Katherine O’Brien of British Pregnancy Advisory Service (BPAS) said the impact of Monday’s sentencing was “only going to be the beginning of more prosecutions and more police investigations.”

“I do think that now that we know that a woman has been sent to prison, we think that this is only going to be the beginning of more prosecutions and more police investigations”.

In a letter addressed to the judge and signed by members of the Royal College of Obstetricians and Gynaecologists, signatories warned that a custodial sentence may “send a signal that those suffering unexplained later pregnancy loss should be treated with suspicion”, having warned that they are “already witnessing a rise in the number of investigations following a later gestation delivery”.

BPAS said the organisation had supported women who had been investigated by the police after delivering stillborn babies, and that in the past few years these cases have been on the rise.

Harriet Wistrich, director of the Centre for Women’s Justice, called on the director of public prosecutions, Max Hill, to review sentencing in relation to abortion.
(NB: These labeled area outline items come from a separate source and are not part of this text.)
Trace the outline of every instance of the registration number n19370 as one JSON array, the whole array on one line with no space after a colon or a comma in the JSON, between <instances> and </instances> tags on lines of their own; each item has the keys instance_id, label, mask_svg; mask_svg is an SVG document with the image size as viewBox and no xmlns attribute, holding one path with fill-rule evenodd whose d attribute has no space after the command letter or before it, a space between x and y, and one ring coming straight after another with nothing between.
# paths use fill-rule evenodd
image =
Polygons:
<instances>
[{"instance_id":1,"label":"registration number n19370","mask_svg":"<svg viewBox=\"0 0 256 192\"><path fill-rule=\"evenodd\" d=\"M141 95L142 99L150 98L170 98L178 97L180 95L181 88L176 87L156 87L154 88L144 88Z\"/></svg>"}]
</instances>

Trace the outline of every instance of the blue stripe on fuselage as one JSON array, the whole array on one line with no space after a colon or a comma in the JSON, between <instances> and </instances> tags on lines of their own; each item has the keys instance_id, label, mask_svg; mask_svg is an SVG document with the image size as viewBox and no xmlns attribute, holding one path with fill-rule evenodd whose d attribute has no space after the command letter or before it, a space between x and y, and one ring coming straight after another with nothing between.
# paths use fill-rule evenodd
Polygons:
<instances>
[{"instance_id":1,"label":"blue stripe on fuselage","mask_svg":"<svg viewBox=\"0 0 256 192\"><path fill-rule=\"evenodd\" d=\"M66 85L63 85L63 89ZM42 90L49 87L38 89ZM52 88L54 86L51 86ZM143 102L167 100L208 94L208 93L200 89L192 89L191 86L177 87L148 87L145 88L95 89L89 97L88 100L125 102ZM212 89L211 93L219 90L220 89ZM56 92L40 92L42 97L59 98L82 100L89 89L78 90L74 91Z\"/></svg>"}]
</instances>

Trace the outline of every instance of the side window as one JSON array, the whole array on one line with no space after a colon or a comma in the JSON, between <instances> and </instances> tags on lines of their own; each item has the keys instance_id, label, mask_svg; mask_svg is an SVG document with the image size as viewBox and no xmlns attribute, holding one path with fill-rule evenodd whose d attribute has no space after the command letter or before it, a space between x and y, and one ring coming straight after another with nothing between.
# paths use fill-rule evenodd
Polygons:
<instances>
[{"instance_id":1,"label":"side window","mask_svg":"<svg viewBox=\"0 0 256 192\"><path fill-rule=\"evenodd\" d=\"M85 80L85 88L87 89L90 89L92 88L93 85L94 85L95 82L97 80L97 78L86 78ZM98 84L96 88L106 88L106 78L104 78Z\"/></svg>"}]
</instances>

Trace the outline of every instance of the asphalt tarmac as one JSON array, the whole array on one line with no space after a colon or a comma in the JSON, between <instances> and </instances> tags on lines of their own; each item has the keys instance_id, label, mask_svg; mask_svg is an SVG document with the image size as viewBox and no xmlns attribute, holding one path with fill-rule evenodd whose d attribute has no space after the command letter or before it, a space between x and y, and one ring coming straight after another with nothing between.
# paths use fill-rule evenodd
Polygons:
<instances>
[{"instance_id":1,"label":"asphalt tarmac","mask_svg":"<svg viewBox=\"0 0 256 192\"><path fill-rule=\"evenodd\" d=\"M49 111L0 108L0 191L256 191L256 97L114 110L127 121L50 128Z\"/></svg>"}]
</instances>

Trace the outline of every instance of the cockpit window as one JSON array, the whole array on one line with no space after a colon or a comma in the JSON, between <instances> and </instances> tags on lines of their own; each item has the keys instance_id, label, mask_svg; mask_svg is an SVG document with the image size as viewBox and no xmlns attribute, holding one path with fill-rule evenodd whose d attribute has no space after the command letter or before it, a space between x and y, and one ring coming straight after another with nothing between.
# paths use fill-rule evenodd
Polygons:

“We need reform [and] decriminalisation to bring us in line with most progressive countries – we’re way behind places like New Zealand, Canada … even Northern Ireland now has more liberal laws,” she said. “I think the CPS [Criminal Prosecution Service] need to look at the guidance on public interest and prosecution of such cases, and the DPP [director of public prosecutions] could put out guidance.”

Campaigners point to a disparity between Northern Ireland and England, Scotland and Wales. Since 2019 abortion has been legal in Northern Ireland if one medical professional certifies that the pregnancy has not passed its 12th week. Abortions can also be carried out until 24 weeks where there is a risk to the physical or mental health of the woman, and after 24 weeks in limited circumstances. When the law passed it effectively decriminalised abortion with a pause on prosecutions.

In England, Scotland and Wales abortion is generally legal up to 24 weeks, but two doctors must decide “in good faith” that a woman meets the legal requirements for an abortion and – unlike in Northern Ireland – nurses and midwives are not able to carry out the procedure.

O’Brien said BPAS and other organisations were asking for the same protections to be extended across the UK. “If a woman in Belfast can’t be imprisoned for ending her own pregnancy, a woman in Brighton shouldn’t be either,” she said, adding that the law used in Great Britain was “woefully out of date”.

Louise McCudden, MSI Reproductive Choices’ UK head of external affairs, stressed that despite abortion being one of the most “common gynaecological procedures provided by the NHS”, it was still governed by a 19th-century law.

“Abortion is healthcare,” she added. “Yet it is still governed by a law from 1861, at a time when healthcare and society were completely different. Women couldn’t vote. It was 68 years before penicillin was discovered. Abortion pills would not be invented for over a century.”